Spring has kind of com and gone around here, but that doesn’t mean that I get to stop my spring cleaning; it’s clear my house can use it! But I’ve also noticed some allergy issues, especially when getting in the dusty areas. It’s also interesting who it effects – me, who claims to be the most allergy free one in my family, and my older daughter, who definitely has a slew of allergies.

I remember it happening to me as a kid, and it happens to her now, when she has to clean something like her closet, or under the bed. We try to keep out house fairly dust free, but we all know that can be difficult, especially in a preteen girl’s room who is a collector at that. So I need to figure out a balance of how to not let her get out of cleaning, but not induce fits of sneezing either.

Of course, I know the best answer, PREVENT the accumulation of dust. I do notice certain times of the year are dustier than others, and right now our dog is really shedding so that contributes, too. We just got the dog groomed, so that helps, and rooms do continually get dusted.

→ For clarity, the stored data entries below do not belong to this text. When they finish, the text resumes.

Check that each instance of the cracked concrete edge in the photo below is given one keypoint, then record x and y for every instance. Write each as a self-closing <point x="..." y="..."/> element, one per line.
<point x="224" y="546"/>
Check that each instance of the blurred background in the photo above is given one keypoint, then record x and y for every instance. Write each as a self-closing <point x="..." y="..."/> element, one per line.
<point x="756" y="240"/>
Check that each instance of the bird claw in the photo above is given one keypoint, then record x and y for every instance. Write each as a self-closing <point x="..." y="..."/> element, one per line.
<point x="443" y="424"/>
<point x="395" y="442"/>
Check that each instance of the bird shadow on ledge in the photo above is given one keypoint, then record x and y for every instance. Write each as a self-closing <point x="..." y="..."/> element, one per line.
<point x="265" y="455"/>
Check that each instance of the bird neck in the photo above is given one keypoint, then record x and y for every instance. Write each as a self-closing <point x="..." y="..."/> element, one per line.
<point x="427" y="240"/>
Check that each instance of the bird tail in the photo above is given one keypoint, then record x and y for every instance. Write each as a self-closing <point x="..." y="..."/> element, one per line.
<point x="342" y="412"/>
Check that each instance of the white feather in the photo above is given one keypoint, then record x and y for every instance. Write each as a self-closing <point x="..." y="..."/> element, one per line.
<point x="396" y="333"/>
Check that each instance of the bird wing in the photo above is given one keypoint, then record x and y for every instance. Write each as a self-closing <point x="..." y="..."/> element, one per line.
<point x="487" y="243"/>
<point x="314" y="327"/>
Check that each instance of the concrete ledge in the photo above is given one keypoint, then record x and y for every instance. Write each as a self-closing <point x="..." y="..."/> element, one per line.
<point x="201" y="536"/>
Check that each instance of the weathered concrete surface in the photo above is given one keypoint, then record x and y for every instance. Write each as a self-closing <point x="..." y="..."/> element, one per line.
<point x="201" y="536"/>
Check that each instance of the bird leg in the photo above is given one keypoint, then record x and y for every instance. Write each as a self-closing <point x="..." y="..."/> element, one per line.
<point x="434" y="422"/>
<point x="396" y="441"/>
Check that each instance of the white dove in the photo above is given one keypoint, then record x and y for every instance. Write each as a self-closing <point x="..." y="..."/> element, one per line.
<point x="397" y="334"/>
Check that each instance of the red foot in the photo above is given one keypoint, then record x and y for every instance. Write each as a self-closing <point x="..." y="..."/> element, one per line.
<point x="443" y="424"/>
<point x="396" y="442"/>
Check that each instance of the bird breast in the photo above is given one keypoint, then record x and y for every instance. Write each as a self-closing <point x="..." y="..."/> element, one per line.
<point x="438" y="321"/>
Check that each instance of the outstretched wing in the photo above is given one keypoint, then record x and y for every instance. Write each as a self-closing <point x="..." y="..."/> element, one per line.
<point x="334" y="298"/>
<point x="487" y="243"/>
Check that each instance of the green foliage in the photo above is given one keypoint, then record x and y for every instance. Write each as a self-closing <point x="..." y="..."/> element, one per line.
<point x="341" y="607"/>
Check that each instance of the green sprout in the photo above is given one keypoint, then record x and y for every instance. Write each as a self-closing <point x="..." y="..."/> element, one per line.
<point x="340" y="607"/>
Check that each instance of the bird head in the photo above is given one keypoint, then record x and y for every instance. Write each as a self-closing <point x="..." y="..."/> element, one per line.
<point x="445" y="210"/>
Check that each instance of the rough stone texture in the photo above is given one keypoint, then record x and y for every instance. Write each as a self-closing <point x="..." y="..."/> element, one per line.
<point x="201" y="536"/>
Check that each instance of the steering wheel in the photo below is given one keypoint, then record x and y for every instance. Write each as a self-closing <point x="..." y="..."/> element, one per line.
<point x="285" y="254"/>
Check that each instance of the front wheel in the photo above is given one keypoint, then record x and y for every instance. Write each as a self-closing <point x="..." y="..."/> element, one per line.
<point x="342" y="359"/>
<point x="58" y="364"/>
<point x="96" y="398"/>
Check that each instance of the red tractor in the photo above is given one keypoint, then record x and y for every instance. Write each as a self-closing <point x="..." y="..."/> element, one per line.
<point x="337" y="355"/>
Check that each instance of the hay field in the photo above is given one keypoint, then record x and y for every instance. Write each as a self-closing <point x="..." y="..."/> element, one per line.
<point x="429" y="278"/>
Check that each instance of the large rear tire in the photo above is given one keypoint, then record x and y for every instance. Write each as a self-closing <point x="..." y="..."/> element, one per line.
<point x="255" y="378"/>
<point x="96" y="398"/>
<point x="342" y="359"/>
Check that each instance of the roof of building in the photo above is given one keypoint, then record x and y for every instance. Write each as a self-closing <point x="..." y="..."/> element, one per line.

It’s more of the cluttery areas, like her closet or book shelf that causes trouble.

When we tackle those big areas, I think I need to remember to maybe give her a Benadryl beforehand instead of waiting for possible sneezing to set in. I also try to tell her that the less things are strewn around, the less dust can accumulate. She really is a neat child, but her closet….

We’re pretty good about packing things up in covered boxes, too, as I know dust can settle in open containers. She just “graduated” 5th grade and wanted a special box to keep some special projects from throughout the year. She kept eyeing the open, pretty containers of fabric or wicker, but I had to keep steering her back to the closed plastic containers, explaining how the open ones will just collect dust (think magazine holders). We finally found a pretty, plastic polka dot box with a tight fitting lid that fits everything just right. It beats everything sitting on her dresser or a pile on  her floor, now we just have to find a home for the box!

That’s the other thing that works, is to keep things in closed containers. Whether they are swim team ribbons or projects from school, it helps to keep a lid on the stuff. And watch out for older things, too, that could have collected dust, even mold, through the years. She is reading some of my books from when I was a kid, and I had a worry that they may be dusty or cause her a reaction. So far, so good, but when she played an old Monopoly game, that was another story. The game ended before it’s time with too much sneezing and itchy eyes.

Collecting is okay, but know when to toss it and replace it, too!